Resources for Developers
Cloudera University's e-learning courses present a deeper dive into the projects, skills, and techniques that aid and complement the core topics covered by the developer learning path. These on-demand videos address the concepts required to achieve true expertise. They also include interactive demonstrations and lab instruction so that you can work your way through technical challenges in your own time and at your own pace.
Online Training: Introduction to Hadoop and MapReduce
Start on your path to big data expertise with our open, online Udacity course. Cloudera University’s free three-lesson program covers the fundamentals of Hadoop, including getting hands-on by developing MapReduce code on data in HDFS.
Learn how Apache Hadoop addresses the limitations of traditional computing, helps businesses overcome real challenges, and powers new types of big data analytics. This series also introduces the rest of the Apache Hadoop ecosystem and outlines how to prepare the data center and manage Hadoop in production.
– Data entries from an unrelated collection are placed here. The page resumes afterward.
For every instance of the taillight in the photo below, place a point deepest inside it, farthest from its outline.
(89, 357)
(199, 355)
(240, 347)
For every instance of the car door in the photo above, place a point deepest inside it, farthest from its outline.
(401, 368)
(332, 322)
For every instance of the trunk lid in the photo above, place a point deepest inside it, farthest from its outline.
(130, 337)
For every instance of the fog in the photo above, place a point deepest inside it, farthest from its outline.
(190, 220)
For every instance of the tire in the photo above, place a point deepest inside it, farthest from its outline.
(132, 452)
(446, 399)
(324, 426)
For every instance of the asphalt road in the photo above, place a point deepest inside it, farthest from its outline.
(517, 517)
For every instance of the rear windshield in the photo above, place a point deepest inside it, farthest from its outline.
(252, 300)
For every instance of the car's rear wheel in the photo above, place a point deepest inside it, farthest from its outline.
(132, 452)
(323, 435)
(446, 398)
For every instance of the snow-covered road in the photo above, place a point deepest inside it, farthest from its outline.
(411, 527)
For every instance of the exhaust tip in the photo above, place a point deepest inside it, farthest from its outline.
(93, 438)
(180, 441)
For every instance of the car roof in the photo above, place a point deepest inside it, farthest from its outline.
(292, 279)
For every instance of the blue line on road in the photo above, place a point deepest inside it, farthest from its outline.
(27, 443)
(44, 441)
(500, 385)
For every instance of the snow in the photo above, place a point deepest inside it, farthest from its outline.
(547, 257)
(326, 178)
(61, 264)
At their core, YARN and MapReduce 2’s improvements separate cluster resource management capabilities from MapReduce-specific logic. YARN enables Hadoop to share resources dynamically between multiple parallel processing frameworks such as Cloudera Impala, allows more sensible and finer-grained resource configuration for better cluster utilization, and scales Hadoop to accommodate more and larger jobs.
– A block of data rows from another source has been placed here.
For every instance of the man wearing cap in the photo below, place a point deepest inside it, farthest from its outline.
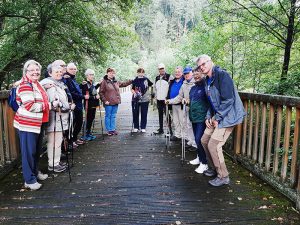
(161, 87)
(183, 97)
(226, 110)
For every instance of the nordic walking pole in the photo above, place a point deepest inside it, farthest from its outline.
(65, 141)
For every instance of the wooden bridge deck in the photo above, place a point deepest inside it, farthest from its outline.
(128, 179)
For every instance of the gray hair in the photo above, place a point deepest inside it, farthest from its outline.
(89, 71)
(30, 62)
(71, 64)
(204, 56)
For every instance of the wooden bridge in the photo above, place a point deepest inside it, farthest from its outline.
(134, 179)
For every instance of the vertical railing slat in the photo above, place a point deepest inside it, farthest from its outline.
(295, 148)
(277, 139)
(286, 143)
(250, 134)
(256, 132)
(244, 141)
(270, 138)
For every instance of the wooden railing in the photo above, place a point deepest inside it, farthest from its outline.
(9, 141)
(267, 142)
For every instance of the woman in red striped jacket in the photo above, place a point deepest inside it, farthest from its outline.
(32, 114)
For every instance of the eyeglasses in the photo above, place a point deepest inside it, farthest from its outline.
(203, 64)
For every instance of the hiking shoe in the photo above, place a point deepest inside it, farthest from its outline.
(34, 186)
(57, 169)
(195, 161)
(217, 182)
(42, 176)
(201, 168)
(210, 172)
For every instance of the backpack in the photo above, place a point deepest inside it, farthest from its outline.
(12, 98)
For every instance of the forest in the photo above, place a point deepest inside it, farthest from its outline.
(256, 41)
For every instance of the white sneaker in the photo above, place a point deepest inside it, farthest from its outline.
(34, 186)
(42, 176)
(201, 168)
(195, 161)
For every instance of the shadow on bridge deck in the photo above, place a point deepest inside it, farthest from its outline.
(128, 179)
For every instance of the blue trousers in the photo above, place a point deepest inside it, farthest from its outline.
(110, 117)
(136, 114)
(198, 129)
(29, 144)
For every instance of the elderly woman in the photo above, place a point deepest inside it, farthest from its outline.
(91, 101)
(110, 96)
(34, 107)
(60, 111)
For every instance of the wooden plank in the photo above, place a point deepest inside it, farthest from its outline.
(262, 134)
(2, 152)
(270, 137)
(256, 132)
(244, 141)
(238, 138)
(295, 148)
(286, 143)
(5, 131)
(277, 139)
(250, 135)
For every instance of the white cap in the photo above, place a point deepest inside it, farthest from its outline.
(161, 66)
In this on-demand webinar, you will learn who is best suited to attend the live training, what prior knowledge you should have, and what topics the course covers. We present a short portion of Cloudera's actual Hadoop Developer Training, discussing the difference between New and Old APIs, why there are different APIs, and which you should use when writing your MapReduce code.
Learn what the course covers, from capturing data to building a search interface. We cover the spectrum of processing engines, Apache projects, and ecosystem tools available for converged analytics, discuss who is best suited to attend the full Big Data Applications course and what prior knowledge you should have. This free webinar includes a portion of the live class and the benefits of building applications with an enterprise data hub.
Learn what Apache Spark is and how it compares to Hadoop MapReduce, how to filter, map, reduce, and save Resilient Distributed Datasets (RDDs), who is best suited to attend the full Developer Training for Apache Spark course, what prior knowledge you should have, and the benefits of building Spark applications as part of an enterprise data hub.
Learn how HBase Training can help you develop your HBase use case, design optimal schemas, and identify, avoid, and resolve performance bottlenecks. In this on-demand webinar, we present two short portions of Cloudera's full HBase Training, providing an overview of accessing data with the HBase API and executing Scan operations with both Java and Python, followed by Q&A.
Pig is an Apache project that uses a scripting language to query and analyze large data sets. With Apache Pig, users can create MapReduce programs without writing Java code. This e-learning module teaches you how to write user-defined functions (UDFs) that can be executed inside of Pig to extend performance and develop a custom library of operations. We discuss what Pig UDFs are, supported functions and languages, and how to write custom UDFs in Java and Python. The module includes a hands-on exercise where you will write your own UDF in Python, complete with a sample solution.
Hive is an Apache project that facilitates ad hoc queries and analyses of large data sets in the Hadoop cluster using a SQL-like language. This e-learning module teaches you how to write user-defined functions (UDFs) to augment Hive's built-in capabilities. We discuss why UDFs are necessary, what kinds of UDFs exist, and how to write custom UDFs in Java. The module includes a hands-on exercise where you will write your own UDF, complete with a sample solution.
In this video, you will learn what data scientists do, how they think about problems, the relationship between data science and Hadoop, and how Cloudera‘s Introduction to Data Science course can help you join this growing and increasingly important profession, followed by Q&A with Cloudera Senior Director of Data Science Josh Wills.